On a fall day in San Jose, California when I was about 8 years old, a flock of birds flew into the bare limbs of the tree in our front yard. I ran under the tree in wonder to see the hundreds of birds just above me. Within seconds, I was covered from the top of my head to my toes with bird poop.

46 years later in early winter 2002, I walked in sub-freezing temperatures and gusty winds with my head up and eyes open after leaving work in downtown Seattle, Washington.  I had to glance down periodically to step carefully on the salt-encrusted icy pavement and streets. Everyone else had their heads down.

At the intersection of 5th Ave., Stewart St. & Olive Way, I looked up at a Giant Sequoia that was lit up by hundreds of large holiday lights installed in and around the tree.  I saw 1,000’s of starlings and other birds flying into the tree to huddle together. I wondered how they all knew where to huddle for warmth.

Other pedestrians flowed around me, oblivious to the sights above.  I tried pointing out the tree to a few pedestrians who were more intent on walking to their destinations.

I got lost watching the endless stream of birds joining those already in the Sequoia.

The “bird-tree” is but one example of thousands of momentary experiences of seeing, hearing, tasting, feeling or smelling or otherwise becoming aware of what is right in front of me at any moment.

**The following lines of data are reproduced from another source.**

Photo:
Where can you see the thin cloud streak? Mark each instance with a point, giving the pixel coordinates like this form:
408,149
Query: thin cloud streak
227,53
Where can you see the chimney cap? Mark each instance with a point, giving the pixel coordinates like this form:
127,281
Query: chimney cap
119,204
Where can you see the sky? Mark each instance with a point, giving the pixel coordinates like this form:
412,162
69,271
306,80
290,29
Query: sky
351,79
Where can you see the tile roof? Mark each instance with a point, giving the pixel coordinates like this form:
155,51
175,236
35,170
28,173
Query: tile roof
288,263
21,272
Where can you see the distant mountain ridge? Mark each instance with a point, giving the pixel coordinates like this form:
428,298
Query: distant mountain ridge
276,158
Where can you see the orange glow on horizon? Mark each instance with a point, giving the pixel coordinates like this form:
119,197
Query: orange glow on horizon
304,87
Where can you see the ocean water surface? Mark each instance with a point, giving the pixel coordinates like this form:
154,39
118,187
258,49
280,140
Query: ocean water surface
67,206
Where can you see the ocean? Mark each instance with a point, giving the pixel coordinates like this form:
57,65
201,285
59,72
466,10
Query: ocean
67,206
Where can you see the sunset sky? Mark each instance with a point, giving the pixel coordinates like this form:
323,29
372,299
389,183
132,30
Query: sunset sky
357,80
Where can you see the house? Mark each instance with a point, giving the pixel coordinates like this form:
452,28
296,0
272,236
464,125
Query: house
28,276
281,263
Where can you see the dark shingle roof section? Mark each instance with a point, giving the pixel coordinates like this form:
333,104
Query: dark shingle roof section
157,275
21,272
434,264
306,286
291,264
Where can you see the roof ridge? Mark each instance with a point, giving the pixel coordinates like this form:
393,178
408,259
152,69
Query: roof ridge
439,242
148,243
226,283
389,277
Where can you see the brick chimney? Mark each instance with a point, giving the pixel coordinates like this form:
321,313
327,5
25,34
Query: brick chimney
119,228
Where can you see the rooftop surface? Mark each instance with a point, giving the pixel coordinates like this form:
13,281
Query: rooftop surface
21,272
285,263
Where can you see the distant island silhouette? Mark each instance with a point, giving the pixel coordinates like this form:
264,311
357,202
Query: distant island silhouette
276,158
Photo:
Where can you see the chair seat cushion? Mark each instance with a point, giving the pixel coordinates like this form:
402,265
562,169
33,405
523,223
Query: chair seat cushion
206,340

It is a practice that I continue to develop whenever I walk.  Whether one may call it mindful walking or conscious movement or anything else, what I’ve learned is that when I am not caught up in the 10,000 forms of self-absorption, selfishness, self-seeking and internal debates, conversations, opinions and thoughts, wondrous moments unfold in all directions.

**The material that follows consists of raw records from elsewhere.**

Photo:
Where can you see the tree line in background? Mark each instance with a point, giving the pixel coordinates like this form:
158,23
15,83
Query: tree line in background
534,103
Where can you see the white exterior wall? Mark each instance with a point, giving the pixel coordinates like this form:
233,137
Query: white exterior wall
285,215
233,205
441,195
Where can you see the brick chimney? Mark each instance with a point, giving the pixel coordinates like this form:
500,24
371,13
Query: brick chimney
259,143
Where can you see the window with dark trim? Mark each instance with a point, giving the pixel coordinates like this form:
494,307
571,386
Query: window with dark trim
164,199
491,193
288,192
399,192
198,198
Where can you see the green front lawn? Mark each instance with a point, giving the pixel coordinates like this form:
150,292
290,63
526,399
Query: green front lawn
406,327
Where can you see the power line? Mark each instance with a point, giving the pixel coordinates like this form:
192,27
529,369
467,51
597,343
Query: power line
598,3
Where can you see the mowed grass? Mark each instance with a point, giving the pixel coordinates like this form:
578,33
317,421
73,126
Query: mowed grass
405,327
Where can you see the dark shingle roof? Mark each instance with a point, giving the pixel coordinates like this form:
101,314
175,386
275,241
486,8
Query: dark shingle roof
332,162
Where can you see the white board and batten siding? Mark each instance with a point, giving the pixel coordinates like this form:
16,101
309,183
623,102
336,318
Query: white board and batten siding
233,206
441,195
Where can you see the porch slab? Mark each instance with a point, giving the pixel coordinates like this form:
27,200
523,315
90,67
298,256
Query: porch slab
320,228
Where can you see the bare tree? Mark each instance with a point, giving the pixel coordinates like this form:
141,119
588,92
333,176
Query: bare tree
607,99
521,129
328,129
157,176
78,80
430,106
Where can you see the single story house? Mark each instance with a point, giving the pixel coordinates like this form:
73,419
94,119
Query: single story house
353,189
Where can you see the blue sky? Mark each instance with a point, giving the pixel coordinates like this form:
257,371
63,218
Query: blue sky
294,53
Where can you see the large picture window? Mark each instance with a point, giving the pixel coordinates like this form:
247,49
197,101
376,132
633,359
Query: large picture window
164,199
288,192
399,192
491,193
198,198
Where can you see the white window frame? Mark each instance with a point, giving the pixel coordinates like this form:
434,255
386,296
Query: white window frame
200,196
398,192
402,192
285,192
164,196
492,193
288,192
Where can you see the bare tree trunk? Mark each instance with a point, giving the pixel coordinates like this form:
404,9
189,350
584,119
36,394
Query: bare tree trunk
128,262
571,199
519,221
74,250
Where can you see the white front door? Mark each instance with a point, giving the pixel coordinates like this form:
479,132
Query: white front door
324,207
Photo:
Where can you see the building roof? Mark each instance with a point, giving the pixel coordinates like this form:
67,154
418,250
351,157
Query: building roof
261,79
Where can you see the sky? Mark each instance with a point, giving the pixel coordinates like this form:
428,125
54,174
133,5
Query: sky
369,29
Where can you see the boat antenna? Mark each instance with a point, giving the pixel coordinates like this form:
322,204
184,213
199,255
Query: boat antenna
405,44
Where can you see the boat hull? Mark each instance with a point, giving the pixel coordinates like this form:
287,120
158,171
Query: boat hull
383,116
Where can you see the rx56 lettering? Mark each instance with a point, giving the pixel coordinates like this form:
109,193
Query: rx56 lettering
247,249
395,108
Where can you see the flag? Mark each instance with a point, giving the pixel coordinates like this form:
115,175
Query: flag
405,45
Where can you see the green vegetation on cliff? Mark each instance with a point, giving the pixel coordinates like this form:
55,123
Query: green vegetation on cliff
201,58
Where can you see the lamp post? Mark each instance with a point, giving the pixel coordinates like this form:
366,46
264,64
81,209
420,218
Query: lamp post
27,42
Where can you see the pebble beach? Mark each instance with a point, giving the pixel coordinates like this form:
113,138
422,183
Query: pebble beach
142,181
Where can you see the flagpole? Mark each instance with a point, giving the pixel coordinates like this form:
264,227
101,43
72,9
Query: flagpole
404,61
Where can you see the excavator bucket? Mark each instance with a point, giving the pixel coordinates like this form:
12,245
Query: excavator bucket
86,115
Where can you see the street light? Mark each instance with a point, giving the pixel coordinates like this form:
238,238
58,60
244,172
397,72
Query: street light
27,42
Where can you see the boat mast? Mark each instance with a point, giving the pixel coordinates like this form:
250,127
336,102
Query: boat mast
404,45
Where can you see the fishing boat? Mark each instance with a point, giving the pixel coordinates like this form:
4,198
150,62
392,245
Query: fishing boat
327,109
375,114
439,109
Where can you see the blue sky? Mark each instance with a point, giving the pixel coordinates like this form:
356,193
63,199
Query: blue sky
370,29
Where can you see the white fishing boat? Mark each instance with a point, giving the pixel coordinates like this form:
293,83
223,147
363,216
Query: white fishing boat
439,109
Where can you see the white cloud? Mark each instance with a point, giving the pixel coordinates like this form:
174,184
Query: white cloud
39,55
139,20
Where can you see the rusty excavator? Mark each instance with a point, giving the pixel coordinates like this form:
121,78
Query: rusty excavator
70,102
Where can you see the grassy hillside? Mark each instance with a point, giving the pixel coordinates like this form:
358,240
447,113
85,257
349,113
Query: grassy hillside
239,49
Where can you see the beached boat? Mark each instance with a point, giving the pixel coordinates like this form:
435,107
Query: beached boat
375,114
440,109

And periodically another human being drifts by smiling.

About two years ago, I was standing on First Avenue at a bus stop next to Pike’s Place Market on a beautiful sunny day.  I watched a cheerful man dressed in outlandish clothes pick out from the garbage cans take-away containers of coffee, juices, food and eat or drink them. He had an immense smile.  During the same period, hundreds of grim-faced, serious, stern, unsmiling people walked by.  I had to consider who was the happy person at that moment.

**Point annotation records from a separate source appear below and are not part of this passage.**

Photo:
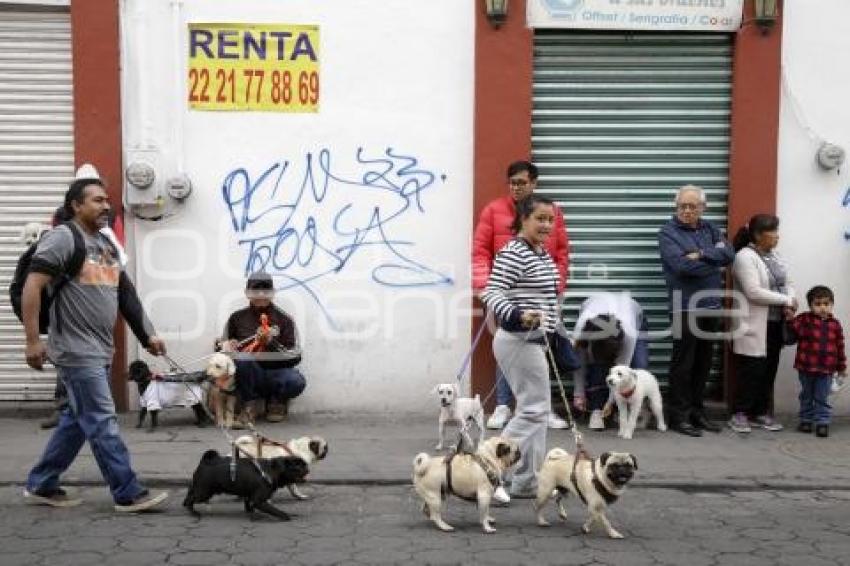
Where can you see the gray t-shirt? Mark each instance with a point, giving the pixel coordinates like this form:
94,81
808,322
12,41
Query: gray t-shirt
87,305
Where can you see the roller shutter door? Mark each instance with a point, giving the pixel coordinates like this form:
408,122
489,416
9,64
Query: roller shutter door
620,121
36,162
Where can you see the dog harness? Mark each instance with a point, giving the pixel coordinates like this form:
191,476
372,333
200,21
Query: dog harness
492,475
629,393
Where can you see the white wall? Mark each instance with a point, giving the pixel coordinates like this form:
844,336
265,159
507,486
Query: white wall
815,227
392,76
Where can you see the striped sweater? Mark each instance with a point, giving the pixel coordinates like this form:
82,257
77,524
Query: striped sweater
522,279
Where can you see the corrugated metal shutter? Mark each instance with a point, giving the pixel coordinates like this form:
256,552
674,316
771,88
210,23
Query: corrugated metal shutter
621,121
36,162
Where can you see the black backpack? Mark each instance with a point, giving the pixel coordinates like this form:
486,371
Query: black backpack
16,287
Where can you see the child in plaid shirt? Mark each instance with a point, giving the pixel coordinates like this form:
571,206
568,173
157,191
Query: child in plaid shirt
820,353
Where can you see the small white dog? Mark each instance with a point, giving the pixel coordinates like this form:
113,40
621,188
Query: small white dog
308,448
466,412
631,387
32,231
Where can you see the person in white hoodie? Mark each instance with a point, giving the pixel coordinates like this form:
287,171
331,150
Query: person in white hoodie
610,330
766,297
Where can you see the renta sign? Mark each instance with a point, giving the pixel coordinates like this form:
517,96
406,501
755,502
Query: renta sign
650,15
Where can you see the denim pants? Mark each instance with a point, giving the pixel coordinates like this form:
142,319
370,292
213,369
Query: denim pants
89,415
527,372
814,398
256,382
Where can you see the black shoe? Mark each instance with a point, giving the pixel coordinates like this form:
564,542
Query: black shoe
51,422
687,429
703,423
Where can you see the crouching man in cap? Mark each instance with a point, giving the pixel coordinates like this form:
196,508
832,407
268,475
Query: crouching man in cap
265,339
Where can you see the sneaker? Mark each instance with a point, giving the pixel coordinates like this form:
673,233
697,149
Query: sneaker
597,422
50,422
501,495
500,417
739,423
276,411
767,423
141,502
53,497
557,422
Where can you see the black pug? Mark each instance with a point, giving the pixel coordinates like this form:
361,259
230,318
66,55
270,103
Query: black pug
214,475
141,374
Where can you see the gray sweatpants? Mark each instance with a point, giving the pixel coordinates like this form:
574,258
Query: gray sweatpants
524,366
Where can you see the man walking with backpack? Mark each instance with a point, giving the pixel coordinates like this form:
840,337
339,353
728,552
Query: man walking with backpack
83,312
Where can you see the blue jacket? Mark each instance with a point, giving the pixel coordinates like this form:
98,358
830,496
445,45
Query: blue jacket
688,276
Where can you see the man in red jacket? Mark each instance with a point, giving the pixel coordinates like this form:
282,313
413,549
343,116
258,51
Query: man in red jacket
492,232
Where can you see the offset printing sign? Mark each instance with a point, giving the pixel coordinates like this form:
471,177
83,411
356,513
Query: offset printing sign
272,68
650,15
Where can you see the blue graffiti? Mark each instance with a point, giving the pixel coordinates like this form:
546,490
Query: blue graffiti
274,215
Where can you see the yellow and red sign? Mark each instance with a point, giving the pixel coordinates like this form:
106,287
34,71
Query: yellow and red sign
260,67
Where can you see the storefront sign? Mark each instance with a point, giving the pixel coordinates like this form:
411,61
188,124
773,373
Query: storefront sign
650,15
273,68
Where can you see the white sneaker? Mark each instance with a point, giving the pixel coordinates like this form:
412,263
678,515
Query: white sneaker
557,422
501,495
596,420
500,417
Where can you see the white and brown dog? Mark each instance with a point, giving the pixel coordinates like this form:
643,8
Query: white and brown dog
221,374
598,482
466,412
308,448
473,477
630,388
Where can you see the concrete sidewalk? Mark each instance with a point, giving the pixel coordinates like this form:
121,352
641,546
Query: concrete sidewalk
367,449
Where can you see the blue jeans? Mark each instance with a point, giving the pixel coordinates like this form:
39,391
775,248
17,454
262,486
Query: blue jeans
504,395
814,398
89,415
255,382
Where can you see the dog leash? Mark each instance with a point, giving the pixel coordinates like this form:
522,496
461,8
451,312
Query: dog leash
237,450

I have since read something said by Shunryu Suzuki.

‎”A clinical psychiatrist questioned [Shunryu] Suzuki Roshi about consciousness.

“I don’t know anything about consciousness,’ Suzuki said. ‘I just try to teach my students about how to hear the birds sing.'”

“To Shine One Corner of the World – moments with Shunryu Suzuki” (2002 Broadway Books).

Every moment is an opportunity to just hear, see, sense and become the “birds.”